2) This century: screaming millennials and some Gen Zs screaming stats on a gender-balanced fantasy football set (making a bunch of guys drop picante sauce on themselves when Cynthia Freuland recites the hot new probability she's computed, and the cleverest of the bunch shout out "you can start me in your flex slot cynthia").
3) Gen X: A commercial about a barbershop? I dunno.
Here's how NE wants you to understand them:
1) you need X TDs out of the position, Y catches, Z runs, and alpha or so yards. You need zero fumbles or as close as possible.
2) If one or more of your RBs are spec teamers, a QB, or a receiver, so much the better
3) If I need 2400 yards, there's 4 of them, and everybody pulls their weight... I'm not too stressed if nobody goes over 700
4) And so on for the other stats
5) Makes sure I have a tool for every situation: Power, speed, "quickness," hands, whatever ya got.
6) Don't cost me too much. You can't have everything, where would you put it.
NE has a horizontal assortment of RBs with a titular "depth" chart. It's really more like a "breadth" chart most of the time.
There's only one Derrick Henry. Right now, actually, there's zero of them. There might never be one again, as we understand what is meant by a Derrick Henry.
He makes 12.5M average salary per year. He was paid a lot of it up front of course, that's part of that bargain price, trading the guarantees for the sheer number. It's $50M for 4 years, about half fully guaranteed.

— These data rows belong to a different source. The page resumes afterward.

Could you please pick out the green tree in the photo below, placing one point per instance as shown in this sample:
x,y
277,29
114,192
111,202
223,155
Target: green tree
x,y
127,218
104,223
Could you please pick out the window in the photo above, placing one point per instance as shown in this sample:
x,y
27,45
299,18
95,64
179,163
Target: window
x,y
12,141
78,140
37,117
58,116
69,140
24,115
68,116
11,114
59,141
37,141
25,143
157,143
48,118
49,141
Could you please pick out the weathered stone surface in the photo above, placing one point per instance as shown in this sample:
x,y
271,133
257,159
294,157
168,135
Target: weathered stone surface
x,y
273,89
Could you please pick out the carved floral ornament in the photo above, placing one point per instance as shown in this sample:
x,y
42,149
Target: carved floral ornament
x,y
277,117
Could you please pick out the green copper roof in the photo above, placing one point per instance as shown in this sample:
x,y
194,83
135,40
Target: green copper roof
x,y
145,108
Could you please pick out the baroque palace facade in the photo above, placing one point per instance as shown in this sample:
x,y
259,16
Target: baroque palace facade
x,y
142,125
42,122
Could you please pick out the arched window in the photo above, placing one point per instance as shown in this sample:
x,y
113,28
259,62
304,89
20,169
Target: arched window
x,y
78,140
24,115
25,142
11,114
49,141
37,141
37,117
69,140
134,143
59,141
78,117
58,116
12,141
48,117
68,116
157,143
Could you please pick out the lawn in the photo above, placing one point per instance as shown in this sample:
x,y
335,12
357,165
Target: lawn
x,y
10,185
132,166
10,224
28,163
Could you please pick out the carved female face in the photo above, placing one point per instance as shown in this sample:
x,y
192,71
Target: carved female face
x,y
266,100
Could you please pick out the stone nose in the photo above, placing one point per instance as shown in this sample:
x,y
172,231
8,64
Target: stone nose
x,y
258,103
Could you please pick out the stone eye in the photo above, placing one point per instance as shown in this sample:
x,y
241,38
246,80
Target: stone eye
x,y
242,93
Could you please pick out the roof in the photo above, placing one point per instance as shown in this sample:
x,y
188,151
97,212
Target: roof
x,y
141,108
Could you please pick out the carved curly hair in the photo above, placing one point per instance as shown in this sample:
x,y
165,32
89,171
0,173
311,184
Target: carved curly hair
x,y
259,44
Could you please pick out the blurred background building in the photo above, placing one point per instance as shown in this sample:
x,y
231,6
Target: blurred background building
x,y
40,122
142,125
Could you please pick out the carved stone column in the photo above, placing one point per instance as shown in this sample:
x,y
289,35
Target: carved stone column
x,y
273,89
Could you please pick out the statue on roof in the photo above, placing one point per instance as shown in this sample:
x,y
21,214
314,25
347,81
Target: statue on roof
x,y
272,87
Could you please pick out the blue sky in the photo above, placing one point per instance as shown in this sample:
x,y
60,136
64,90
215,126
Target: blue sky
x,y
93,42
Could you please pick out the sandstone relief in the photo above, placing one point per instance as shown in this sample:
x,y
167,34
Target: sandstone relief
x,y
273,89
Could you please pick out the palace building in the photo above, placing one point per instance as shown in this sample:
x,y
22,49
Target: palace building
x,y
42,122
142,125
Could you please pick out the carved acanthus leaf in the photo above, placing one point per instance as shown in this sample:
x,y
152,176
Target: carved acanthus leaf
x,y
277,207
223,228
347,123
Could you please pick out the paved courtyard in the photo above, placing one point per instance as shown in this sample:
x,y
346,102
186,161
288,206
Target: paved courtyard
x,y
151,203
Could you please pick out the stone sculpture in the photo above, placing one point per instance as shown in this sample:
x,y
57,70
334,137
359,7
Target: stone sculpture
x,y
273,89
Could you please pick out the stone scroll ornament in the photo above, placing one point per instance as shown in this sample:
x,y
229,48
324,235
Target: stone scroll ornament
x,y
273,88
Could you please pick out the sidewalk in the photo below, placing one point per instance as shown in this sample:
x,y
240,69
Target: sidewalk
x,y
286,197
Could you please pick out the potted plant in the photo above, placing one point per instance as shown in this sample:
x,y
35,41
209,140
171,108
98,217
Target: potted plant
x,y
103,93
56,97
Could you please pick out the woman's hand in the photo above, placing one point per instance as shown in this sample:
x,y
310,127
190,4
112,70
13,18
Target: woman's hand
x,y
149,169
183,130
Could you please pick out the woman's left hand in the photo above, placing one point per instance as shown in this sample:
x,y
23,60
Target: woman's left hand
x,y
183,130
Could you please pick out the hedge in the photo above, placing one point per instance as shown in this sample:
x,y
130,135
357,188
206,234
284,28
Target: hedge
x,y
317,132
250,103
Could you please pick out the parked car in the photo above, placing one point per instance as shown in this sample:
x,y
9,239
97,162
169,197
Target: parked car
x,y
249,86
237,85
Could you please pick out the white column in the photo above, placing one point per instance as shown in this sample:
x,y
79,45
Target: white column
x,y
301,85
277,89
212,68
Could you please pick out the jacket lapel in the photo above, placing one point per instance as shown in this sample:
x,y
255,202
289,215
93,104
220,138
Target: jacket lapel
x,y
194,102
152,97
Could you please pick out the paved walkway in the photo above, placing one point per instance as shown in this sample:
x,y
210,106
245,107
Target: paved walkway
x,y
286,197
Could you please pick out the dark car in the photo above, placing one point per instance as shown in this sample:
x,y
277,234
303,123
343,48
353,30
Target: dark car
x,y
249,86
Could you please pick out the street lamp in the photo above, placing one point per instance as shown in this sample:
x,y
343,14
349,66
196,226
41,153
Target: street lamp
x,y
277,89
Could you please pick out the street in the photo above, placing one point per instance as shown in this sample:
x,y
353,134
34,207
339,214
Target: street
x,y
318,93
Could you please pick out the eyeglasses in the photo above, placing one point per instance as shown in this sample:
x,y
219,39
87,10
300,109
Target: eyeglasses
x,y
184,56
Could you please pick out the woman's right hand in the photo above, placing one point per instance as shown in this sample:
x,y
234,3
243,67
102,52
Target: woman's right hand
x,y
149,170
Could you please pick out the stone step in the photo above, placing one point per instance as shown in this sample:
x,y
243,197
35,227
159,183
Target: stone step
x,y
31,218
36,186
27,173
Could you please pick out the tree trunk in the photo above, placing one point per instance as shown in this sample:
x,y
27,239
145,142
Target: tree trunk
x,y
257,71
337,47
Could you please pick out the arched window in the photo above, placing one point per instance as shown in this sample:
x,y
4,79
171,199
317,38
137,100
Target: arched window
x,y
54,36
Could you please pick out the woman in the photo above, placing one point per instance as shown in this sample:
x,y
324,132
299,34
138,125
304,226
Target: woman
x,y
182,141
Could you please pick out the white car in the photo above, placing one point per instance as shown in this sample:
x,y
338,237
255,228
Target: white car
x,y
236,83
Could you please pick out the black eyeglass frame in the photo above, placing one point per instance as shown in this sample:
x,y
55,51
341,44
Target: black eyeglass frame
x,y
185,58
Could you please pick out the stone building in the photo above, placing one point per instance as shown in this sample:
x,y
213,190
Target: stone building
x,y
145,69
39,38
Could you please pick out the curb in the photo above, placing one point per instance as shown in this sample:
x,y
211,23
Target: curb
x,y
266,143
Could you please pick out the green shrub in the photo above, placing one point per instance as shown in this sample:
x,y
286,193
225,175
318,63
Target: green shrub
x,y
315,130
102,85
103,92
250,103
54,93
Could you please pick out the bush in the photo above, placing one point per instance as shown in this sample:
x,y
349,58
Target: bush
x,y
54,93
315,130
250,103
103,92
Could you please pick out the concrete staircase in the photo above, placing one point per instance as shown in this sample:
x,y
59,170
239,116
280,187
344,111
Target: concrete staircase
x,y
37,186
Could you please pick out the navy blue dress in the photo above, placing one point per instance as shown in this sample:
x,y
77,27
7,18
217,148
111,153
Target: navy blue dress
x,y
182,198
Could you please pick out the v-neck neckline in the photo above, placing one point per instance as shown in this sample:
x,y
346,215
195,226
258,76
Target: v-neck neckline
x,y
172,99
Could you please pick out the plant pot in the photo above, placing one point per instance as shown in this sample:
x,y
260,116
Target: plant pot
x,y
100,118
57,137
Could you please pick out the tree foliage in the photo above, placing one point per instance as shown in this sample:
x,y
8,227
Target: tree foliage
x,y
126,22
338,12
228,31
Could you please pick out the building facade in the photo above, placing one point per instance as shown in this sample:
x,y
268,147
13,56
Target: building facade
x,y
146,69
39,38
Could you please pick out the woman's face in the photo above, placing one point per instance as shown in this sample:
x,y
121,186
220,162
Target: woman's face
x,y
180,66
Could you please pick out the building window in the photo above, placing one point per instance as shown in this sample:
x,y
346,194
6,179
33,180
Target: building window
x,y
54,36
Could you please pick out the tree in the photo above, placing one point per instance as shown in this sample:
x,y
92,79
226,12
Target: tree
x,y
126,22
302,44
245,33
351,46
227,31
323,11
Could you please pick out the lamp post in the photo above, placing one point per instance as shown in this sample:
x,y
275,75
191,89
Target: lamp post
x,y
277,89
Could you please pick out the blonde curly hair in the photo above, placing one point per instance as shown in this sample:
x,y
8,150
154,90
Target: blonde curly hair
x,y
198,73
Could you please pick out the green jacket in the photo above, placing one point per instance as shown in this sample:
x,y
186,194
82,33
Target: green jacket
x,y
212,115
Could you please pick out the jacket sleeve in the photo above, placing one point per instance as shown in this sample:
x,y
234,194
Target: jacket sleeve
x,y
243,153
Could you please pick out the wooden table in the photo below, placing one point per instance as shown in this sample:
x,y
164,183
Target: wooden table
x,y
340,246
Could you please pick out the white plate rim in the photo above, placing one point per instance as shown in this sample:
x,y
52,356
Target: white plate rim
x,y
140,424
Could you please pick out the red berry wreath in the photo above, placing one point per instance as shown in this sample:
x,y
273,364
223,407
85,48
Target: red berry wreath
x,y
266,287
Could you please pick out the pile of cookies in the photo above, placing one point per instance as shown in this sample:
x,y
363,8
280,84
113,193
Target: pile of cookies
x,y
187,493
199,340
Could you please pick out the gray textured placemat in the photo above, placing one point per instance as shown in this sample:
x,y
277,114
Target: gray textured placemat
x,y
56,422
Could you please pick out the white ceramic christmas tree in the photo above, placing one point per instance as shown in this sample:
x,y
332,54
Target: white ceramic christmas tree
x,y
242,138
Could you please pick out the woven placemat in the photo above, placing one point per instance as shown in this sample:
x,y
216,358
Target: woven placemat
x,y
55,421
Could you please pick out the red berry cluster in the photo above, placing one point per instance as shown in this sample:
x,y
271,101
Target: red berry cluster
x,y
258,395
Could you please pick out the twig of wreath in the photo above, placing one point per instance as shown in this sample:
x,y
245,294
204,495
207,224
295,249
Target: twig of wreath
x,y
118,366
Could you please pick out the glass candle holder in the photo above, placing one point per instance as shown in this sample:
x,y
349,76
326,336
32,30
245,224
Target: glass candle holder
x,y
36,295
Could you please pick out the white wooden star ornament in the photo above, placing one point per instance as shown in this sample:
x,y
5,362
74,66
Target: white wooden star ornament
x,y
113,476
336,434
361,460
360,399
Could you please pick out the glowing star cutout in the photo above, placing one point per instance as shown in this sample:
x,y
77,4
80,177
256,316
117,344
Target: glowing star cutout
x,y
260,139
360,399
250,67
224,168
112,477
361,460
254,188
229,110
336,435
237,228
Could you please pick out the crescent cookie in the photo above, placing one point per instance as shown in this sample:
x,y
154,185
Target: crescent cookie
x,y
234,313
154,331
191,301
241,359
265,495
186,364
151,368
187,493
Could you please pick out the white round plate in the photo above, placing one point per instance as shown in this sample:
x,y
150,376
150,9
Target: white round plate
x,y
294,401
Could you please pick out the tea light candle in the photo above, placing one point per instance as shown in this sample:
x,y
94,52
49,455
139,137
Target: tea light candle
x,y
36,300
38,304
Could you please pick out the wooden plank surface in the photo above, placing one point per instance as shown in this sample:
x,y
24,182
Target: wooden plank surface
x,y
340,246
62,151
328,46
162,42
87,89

I don't argue with that approach, though most teams have moved on from it. We just don't do it. I do prefer what NE does. 4th in the league last year, and make no mistake, by committee. It's down this year, we're in the middle of the pack but 6th in TDs. Most years we're toward the top of the league, top 1/3 at least. Not league leading, but a threat to be respected.
Can't brag on the performances on offense this year statistically, it's the defense that is getting it done lately. But most years you just don't get a bell cow in NE. For a little while I got carried away thinking Michel really looked like he fit the bill. Meh. unless something really drops in our lap, that's not how NE does it. Seems that a real star is too much of a cap sink for our tastes most years. (You know what happens if you lead the league in TDs!)